Komisi Pemilihan Umum (KPU) Kota Bogor merilis podcast sebagai upaya merawat demokrasi melalui penyajian berbagai informasi, edukasi, dan sosialisasi kepada masyarakat luas.

 

Secara simbolis, peluncuran podcast KPU dilakukan oleh Wali Kota Bogor, Dedie A. Rachim, bersama Ketua KPU Kota Bogor, Ferry Buchori Muslim, serta para mantan Ketua KPU Kota Bogor.

 

Dedie Rachim mengatakan bahwa peran KPU tidak hanya hadir saat pesta demokrasi, tetapi juga dalam merawat demokrasi secara berkelanjutan.

 

"Dengan adanya podcast ini, harapannya demokrasi Pancasila dapat terus disuarakan dan disosialisasikan.

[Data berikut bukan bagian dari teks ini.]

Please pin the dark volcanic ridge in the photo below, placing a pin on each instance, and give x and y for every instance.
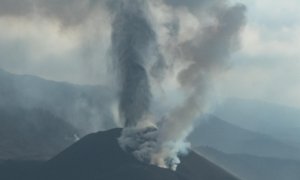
(98, 156)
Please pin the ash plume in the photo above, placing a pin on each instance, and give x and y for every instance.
(152, 43)
(204, 56)
(131, 39)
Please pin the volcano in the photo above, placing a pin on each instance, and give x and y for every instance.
(98, 156)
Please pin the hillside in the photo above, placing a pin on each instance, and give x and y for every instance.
(279, 121)
(85, 107)
(229, 138)
(250, 167)
(98, 156)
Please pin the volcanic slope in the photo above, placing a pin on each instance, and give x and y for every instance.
(98, 156)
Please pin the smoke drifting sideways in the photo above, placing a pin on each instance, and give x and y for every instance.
(152, 41)
(205, 55)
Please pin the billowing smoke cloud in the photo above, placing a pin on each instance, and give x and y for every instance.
(152, 43)
(203, 57)
(132, 38)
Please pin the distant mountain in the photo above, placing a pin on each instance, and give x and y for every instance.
(33, 134)
(229, 138)
(279, 121)
(98, 156)
(86, 107)
(252, 167)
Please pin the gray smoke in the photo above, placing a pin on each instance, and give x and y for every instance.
(152, 43)
(203, 57)
(133, 44)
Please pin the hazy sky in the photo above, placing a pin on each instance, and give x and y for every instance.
(267, 67)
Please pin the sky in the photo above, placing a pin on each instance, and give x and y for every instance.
(266, 67)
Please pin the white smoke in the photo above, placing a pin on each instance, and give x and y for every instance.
(158, 46)
(195, 58)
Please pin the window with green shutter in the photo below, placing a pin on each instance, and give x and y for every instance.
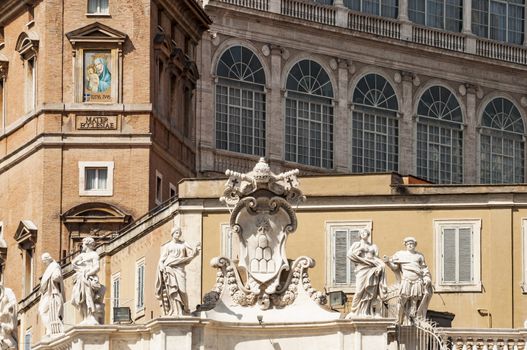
(458, 255)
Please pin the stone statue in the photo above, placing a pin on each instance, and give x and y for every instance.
(8, 319)
(51, 307)
(88, 292)
(415, 289)
(171, 278)
(370, 277)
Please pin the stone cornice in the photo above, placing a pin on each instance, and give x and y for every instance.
(10, 8)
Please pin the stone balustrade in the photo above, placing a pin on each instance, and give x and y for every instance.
(309, 11)
(484, 339)
(340, 16)
(382, 26)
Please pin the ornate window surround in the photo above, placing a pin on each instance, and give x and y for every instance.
(97, 37)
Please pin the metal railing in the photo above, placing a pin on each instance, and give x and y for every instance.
(485, 339)
(438, 38)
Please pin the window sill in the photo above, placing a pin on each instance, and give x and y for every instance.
(139, 314)
(105, 193)
(92, 15)
(346, 289)
(458, 288)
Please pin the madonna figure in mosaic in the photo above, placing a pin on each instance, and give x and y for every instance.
(171, 278)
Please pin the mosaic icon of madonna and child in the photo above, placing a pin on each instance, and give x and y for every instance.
(97, 77)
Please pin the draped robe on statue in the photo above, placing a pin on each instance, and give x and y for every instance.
(171, 277)
(52, 298)
(370, 280)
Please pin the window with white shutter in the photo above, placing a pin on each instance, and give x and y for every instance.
(340, 274)
(140, 286)
(458, 255)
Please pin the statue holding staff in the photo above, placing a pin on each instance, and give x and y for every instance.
(171, 278)
(51, 307)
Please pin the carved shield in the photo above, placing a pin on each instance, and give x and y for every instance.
(263, 226)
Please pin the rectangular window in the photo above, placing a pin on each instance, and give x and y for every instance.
(29, 270)
(116, 291)
(501, 20)
(140, 286)
(159, 188)
(95, 178)
(458, 255)
(340, 274)
(98, 7)
(30, 84)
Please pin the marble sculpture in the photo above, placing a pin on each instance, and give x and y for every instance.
(370, 277)
(51, 307)
(8, 319)
(171, 278)
(415, 282)
(88, 292)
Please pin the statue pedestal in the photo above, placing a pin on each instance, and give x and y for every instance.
(192, 333)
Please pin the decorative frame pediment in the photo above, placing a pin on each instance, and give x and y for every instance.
(26, 234)
(96, 33)
(27, 44)
(95, 212)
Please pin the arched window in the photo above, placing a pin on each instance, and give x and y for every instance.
(499, 19)
(309, 115)
(439, 137)
(501, 143)
(240, 102)
(374, 127)
(442, 14)
(385, 8)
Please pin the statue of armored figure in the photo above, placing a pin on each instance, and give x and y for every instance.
(415, 288)
(370, 278)
(8, 319)
(171, 278)
(88, 292)
(51, 307)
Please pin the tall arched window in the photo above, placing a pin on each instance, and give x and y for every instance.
(442, 14)
(439, 137)
(385, 8)
(374, 127)
(240, 102)
(501, 143)
(309, 115)
(499, 19)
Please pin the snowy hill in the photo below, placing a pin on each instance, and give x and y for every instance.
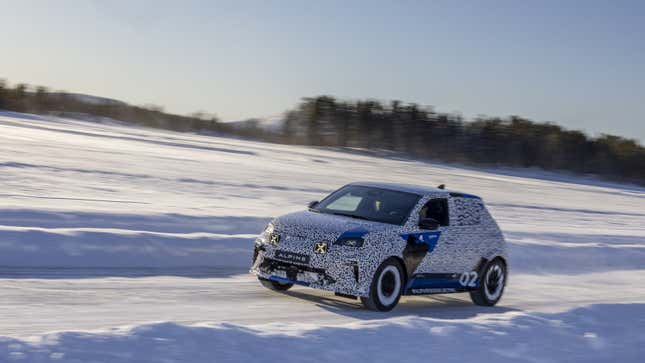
(130, 244)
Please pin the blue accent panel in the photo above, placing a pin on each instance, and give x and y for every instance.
(429, 238)
(287, 281)
(463, 195)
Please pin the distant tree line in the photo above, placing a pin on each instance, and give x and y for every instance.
(405, 128)
(39, 100)
(423, 133)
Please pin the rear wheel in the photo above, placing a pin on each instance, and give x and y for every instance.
(491, 284)
(386, 287)
(274, 285)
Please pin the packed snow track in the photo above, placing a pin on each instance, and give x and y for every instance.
(122, 244)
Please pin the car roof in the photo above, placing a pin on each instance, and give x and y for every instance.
(416, 189)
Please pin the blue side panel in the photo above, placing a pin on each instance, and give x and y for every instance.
(434, 283)
(429, 238)
(442, 283)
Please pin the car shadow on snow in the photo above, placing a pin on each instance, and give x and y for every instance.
(452, 306)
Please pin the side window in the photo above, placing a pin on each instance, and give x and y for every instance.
(467, 212)
(436, 209)
(346, 203)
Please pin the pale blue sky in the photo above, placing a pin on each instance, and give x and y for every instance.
(578, 63)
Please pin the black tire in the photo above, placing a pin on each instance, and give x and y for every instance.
(274, 285)
(386, 288)
(491, 284)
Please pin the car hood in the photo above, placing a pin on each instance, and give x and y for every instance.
(308, 225)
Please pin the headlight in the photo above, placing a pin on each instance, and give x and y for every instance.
(350, 242)
(269, 229)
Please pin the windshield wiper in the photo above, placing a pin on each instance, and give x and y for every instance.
(350, 215)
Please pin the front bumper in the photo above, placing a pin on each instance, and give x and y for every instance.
(328, 273)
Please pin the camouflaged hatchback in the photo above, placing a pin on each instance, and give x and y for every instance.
(378, 241)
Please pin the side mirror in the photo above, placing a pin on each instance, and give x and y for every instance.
(428, 223)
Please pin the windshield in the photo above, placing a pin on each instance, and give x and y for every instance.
(369, 203)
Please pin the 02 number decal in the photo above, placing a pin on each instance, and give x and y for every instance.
(468, 279)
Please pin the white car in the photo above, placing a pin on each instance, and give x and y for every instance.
(378, 241)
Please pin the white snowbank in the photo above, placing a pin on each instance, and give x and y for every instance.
(97, 220)
(598, 333)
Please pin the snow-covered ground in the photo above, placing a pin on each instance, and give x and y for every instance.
(122, 244)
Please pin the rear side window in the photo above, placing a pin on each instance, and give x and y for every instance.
(466, 211)
(436, 209)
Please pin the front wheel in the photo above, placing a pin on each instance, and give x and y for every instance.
(491, 284)
(386, 287)
(274, 285)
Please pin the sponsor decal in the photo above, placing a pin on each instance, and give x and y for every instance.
(433, 290)
(320, 247)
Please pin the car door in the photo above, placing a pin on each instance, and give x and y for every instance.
(464, 247)
(430, 250)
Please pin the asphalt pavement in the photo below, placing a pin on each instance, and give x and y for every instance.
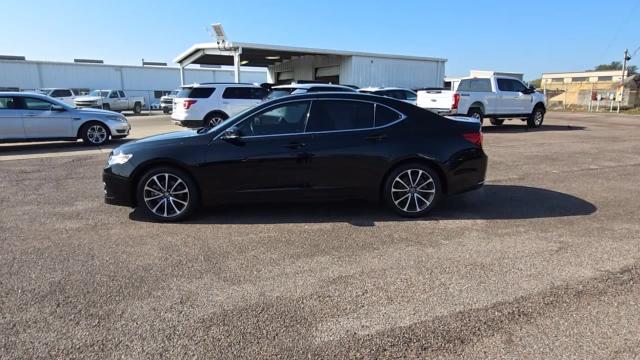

Selain itu, berbagai metode untuk meningkatkan partisipasi pemilih juga dapat terus diperkenalkan dari tahun ke tahun," ujar Dedie Rachim di Kantor KPU Kota Bogor, Jalan Senam, Kelurahan Tanah Sareal, Kecamatan Tanah Sareal, Kota Bogor, Jawa Barat, Rabu (10/6/2026).

 

Menurutnya, hal tersebut menjadi bagian dari komitmen bersama dalam mendorong pembangunan daerah yang semakin maju.

 

"Yang juga penting adalah bagaimana KPU dapat menginternalisasi sekaligus mensosialisasikan nilai-nilai, visi, dan misi agar pelaksanaan pemilu ke depan semakin baik," ucapnya.

 

Ketua KPU Kota Bogor, Ferry Buchori Muslim, mengatakan bahwa podcast KPU Kota Bogor lahir dari keyakinan bahwa demokrasi tidak hanya hadir pada saat pemungutan suara, tetapi juga tumbuh melalui ruang-ruang dialog, pertukaran gagasan, penyebaran pengetahuan, serta pembelajaran dari setiap pengalaman.

 

"Melalui podcast ini, KPU Kota Bogor berupaya melanjutkan estafet merawat demokrasi dengan menghadirkan diskusi yang edukatif, inklusif, dan inspiratif," ucapnya.

 

Ia berharap podcast tersebut dapat menjadi media yang mendekatkan KPU dengan masyarakat sekaligus menjadi ruang berbagi gagasan, keilmuan, dan pengalaman dari berbagai tokoh yang memiliki perhatian terhadap perkembangan demokrasi.

 

"Merupakan sebuah kehormatan bagi kami karena episode perdana podcast ini menghadirkan Bapak Wali Kota Bogor sebagai narasumber pertama. Kehadiran beliau menjadi bentuk dukungan nyata terhadap upaya peningkatan literasi demokrasi dan partisipasi publik di Kota Bogor," tuturnya.